# Vac Seal Mylar Bags



## OldCootHillbilly (Jul 9, 2010)

I was pokin round an found these mylar bags what ya can seal with any vac machine. Price ain't really all that bad. I might have ta order some a these an give em a try.

Here be the site what got em:

http://mylarbagsdirect.com/1gavasemyba.html


----------



## camo2460 (Feb 10, 2013)

Thanks OCH, I flagged the site so that I could place an order.


----------



## talob (Sep 16, 2009)

Yup, bookmarked em to, thanks.


----------



## rawhide2971 (Apr 19, 2013)

Nice find. I will give them a try as well. Price looks reasonable


----------



## cqp33 (Apr 2, 2012)

Good find REV! Thanks for sharing!


----------



## Dakine (Sep 4, 2012)

Thanks OCH, I'm looking at some bag options and I'll keep these guys in mind!


----------



## rawhide2971 (Apr 19, 2013)

*Major Fail*

I finally got around to trying these bags out and unfortunately they don't work with either of my two vacuum sealers. :gaah:

They both will pull a vacuum but apparently the heat sealer strip on the two units I own are not sufficient to make the seal.
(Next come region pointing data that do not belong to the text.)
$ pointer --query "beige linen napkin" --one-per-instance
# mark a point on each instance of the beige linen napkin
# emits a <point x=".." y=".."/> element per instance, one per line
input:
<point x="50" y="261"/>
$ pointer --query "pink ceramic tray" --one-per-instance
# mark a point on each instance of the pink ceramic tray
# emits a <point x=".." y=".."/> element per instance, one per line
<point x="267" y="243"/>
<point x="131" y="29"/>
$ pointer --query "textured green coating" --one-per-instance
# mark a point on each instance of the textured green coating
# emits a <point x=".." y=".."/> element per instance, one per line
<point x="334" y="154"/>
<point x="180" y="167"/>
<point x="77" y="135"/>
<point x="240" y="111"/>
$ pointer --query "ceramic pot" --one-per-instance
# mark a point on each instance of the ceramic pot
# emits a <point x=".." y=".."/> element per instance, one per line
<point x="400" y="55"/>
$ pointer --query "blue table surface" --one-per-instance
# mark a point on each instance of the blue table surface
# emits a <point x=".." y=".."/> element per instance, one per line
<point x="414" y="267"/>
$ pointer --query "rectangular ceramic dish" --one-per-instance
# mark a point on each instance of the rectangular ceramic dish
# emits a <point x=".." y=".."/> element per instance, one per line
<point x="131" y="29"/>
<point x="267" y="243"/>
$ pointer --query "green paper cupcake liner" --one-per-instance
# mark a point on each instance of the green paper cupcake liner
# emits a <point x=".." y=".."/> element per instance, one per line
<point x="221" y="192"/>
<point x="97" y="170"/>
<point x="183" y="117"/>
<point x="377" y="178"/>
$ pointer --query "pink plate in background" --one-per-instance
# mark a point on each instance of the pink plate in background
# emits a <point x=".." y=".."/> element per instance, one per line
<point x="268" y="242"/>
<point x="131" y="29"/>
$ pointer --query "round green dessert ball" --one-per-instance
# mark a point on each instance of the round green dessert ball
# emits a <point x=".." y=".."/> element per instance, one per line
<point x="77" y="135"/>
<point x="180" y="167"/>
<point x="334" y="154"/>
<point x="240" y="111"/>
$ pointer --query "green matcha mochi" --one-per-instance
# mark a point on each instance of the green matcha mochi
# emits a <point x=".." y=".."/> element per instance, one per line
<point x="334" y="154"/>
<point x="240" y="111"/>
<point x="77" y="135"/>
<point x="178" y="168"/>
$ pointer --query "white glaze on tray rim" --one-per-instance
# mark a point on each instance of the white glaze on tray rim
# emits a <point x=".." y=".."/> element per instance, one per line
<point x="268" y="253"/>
At some point I will play around and use my iron to seal the bag as its still attached to the Vacuum sealer but it seems to be a lot of work for very little reward. :dunno:


----------



## razorback (Jul 17, 2012)

Do you mind sharing which vac sealers you have. I'd hate to invest in the bags only to find out we have the same sealer =D

Thank you!!


----------